Let me back up a bit.

It is the policy of the Duke lung transplant program that all of their patients go through pulmonary rehabilitation both before and after transplant.  One instantly grasps the necessity of rehab after a major surgery, but may not be so quick to realize why it is important before surgery.  You see, they would like each patient to be as healthy as possible prior to surgery - strong, flexible, able to endure.  The only thing that should be subpar is, of course, the lungs.  So: get your ass into the gym, you wheezy weakling!

And so, having cashed out my chips at the NY Presbyterian Casino and Hotel and gone down the road to Duke, I am being put through a program I could not even have imagined.  After a fairly thorough physical evaluation, including a six minute walk test, the therapists set my particular bar and off I went.

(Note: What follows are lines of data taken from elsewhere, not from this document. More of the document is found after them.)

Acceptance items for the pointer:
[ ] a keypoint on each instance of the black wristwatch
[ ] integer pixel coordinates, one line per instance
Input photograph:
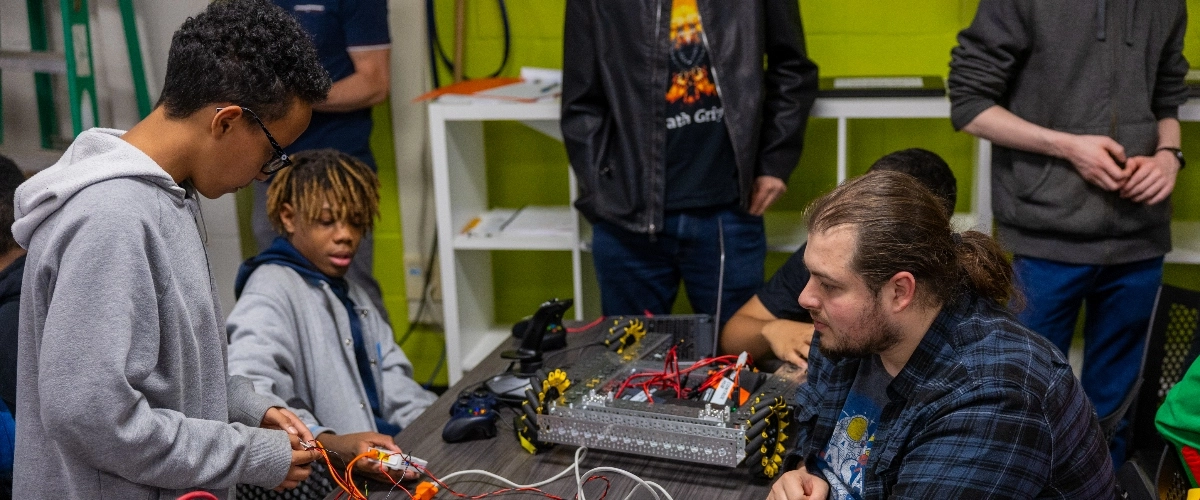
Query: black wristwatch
(1177, 152)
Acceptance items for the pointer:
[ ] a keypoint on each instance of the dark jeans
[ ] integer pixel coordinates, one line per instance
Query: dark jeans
(1120, 300)
(641, 272)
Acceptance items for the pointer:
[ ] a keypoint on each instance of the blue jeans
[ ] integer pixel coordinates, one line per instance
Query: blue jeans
(641, 272)
(1120, 300)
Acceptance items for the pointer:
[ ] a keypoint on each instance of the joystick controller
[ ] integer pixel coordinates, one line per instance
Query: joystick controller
(545, 330)
(473, 416)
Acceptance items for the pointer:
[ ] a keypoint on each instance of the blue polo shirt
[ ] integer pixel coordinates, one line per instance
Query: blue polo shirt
(339, 28)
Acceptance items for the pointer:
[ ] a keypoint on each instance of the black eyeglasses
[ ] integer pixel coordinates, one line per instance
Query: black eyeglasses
(280, 160)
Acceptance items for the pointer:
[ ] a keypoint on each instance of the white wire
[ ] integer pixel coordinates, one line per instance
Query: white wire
(579, 458)
(579, 479)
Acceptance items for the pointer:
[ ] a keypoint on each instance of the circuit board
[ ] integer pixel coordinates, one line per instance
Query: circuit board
(600, 410)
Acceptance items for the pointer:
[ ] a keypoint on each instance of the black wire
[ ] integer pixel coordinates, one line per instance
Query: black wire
(438, 53)
(508, 37)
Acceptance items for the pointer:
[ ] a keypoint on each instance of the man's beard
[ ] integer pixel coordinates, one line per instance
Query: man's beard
(882, 337)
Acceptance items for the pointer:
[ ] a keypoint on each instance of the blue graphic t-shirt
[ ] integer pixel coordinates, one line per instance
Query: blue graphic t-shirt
(701, 170)
(846, 456)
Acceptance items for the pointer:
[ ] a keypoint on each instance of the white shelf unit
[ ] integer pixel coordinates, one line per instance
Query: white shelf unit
(460, 187)
(460, 181)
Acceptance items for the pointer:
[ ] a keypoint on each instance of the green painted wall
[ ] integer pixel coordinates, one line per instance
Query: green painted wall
(845, 37)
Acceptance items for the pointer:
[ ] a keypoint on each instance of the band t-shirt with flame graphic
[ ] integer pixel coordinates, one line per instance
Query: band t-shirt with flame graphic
(849, 451)
(700, 164)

Each session of pulmonary rehab is FOUR HOURS.  In that stretch of time, each patient works with weights, does stretches, floor exercises, and two forms of cardio (stationary bike and walking), all topped off with a one hour patient education class.  This may vary from day to day; I'm not sure yet. (We did not have a class today, as the rehab center just moved to a new location and things are still a little crazy.)

So not only am I finding my way in a new city, finding a new facility (1821 Hillandale Road), but I'm a new patient to the staff and they're in a new building and not yet 100% up and running.  It must have been slam-bang crazy for them!  But onwards and upwards.  Time waits for no man.  Tempus fugit. Carpe diem.  Keeping the patients on their road to rehab is critical.

The staff is great.  Every single person seemed very en pointe and there are a LOT of staff members.  You are always being watched, always being coached, and always in the nicest way.  The new facility is also great.  It's not huge, but it does the job while at the same time having that clean, shiny, new-gym smell to it.

So today? My first session?  Let's just say I wish I'd dressed more appropriately.  Tomorrow it's gym shorts and a tech-t, water bottle in one hand, high-flow oxygen cannula in the other.  Because I'll be damned if I'm going to let 20 minutes on the bike make me feel like THAT ever again.